Perché le tradizioni antiche parlano così tanto di silenzio? Nella nostra società, dove tutto sembra concorrere al riempimento, alla quantità, alla velocità e al rumore della vita, può apparire incomprensibile la ricerca del vuoto, della qualità, della lentezza e del silenzio.
Ma è proprio l’eccesso di tutto, spesso contrabbandato come efficienza, che ci allontana dal cuore della vita e rende necessario che impariamo di nuovo a fare silenzio, a stare nel silenzio. E’ il punto di partenza, la base.

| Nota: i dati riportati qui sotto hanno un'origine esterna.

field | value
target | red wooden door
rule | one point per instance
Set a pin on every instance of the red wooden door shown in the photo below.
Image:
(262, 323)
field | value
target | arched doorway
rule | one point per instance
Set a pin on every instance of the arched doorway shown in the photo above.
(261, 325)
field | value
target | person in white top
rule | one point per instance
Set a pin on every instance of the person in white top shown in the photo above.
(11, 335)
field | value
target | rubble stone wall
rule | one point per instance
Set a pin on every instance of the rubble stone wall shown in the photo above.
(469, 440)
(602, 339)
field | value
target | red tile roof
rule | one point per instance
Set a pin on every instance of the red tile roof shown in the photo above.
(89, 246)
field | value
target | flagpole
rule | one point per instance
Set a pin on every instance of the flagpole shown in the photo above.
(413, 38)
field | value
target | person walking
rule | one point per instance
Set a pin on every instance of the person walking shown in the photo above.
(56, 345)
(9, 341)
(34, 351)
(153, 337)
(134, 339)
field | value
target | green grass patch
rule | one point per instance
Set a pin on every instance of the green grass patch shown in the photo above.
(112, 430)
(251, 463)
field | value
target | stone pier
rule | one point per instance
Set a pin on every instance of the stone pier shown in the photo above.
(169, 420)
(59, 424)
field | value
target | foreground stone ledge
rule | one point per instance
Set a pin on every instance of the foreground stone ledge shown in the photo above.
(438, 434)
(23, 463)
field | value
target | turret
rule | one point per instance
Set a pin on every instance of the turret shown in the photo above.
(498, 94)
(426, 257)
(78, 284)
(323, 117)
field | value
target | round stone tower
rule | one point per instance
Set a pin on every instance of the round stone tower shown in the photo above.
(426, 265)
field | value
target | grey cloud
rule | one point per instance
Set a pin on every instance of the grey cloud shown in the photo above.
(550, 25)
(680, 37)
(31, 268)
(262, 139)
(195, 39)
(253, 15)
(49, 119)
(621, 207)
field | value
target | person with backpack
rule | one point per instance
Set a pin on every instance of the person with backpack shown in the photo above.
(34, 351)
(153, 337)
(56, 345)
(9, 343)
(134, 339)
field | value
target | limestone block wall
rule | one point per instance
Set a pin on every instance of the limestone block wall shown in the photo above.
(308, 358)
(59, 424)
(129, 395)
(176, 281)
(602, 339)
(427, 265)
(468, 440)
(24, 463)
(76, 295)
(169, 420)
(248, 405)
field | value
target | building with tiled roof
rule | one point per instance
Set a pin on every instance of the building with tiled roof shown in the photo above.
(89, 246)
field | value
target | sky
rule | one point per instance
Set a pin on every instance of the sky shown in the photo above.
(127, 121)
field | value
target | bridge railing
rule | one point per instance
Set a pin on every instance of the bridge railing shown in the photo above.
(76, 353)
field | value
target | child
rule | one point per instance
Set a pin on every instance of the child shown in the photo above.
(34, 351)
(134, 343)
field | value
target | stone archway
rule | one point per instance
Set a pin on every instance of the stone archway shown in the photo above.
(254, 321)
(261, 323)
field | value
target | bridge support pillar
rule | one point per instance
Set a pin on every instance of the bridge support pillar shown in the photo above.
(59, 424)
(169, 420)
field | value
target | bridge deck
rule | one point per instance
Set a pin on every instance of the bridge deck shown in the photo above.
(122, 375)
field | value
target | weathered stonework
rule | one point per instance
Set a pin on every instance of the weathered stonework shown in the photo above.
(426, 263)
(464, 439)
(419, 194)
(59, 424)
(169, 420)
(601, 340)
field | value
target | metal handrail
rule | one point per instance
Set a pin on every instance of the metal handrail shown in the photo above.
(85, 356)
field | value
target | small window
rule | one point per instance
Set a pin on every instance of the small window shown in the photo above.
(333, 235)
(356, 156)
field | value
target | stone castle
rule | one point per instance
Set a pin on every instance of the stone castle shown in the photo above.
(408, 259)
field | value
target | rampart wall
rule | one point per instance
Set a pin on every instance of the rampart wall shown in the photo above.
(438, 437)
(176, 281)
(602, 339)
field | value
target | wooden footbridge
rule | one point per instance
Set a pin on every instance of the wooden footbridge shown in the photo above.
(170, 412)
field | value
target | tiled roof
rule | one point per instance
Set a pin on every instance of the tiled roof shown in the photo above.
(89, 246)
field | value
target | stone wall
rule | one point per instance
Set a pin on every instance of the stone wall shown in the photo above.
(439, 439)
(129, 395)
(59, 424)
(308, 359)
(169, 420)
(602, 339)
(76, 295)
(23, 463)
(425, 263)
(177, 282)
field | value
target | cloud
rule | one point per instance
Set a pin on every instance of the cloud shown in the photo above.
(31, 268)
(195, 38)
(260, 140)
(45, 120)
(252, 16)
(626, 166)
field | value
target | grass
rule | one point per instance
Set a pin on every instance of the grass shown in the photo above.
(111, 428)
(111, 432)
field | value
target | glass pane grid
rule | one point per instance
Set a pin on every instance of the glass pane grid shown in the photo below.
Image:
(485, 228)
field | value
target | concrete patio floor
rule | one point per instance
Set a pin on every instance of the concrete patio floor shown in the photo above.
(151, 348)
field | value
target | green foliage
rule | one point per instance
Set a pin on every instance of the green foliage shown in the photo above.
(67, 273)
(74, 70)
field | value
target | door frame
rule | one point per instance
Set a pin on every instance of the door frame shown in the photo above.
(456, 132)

E’ nel silenzio che si sente la voce interiore, quella che arriva dalle regioni più alte della nostra psiche e ci apre la strada verso le nostre “altre vite”. Si tratta della strada che tocca i luoghi della crescita, dell’allargamento dei nostri orizzonti interiori. Percorrere questa strada significa nutrire e portare al miglior equilibrio possibile i nostri chakra, i centri di energia che influiscono sul corpo e sulla psiche e il cui stato si riflette sulla nostra vita quotidiana.
E’ il superamento delle coordinate che ci vengono proposte dall’esterno e che concorrono alle scelte quotidiane nella vita personale e nel lavoro. E queste scelte, inevitabilmente, si esprimono nel nostro stato di salute o di malattia, di benessere o di malessere.
Per entrare in questo territorio il primo passo da fare è creare lo stato di silenzio interiore. Non è difficile farlo, occorre innanzitutto desiderarlo sapendo che il silenzio è un bisogno antico che ogni essere umano ha.
Proviamo a dedicare qualche minuto al giorno a questa ricerca, senza aspettarci nulla. Stiamo in solitudine, con i dispositivi elettronici disattivati, anche solo dieci, quindici minuti; e non facciamo nulla, stiamo semplicemente lì, esattamente come sta lì un fiore, un filo d’erba una montagna, un neonato. Chiudiamo gli occhi, che intanto riposano e si riabituano ad un sguardo diverso. E stiamo lì, semplicemente, lasciando che il silenzio accada.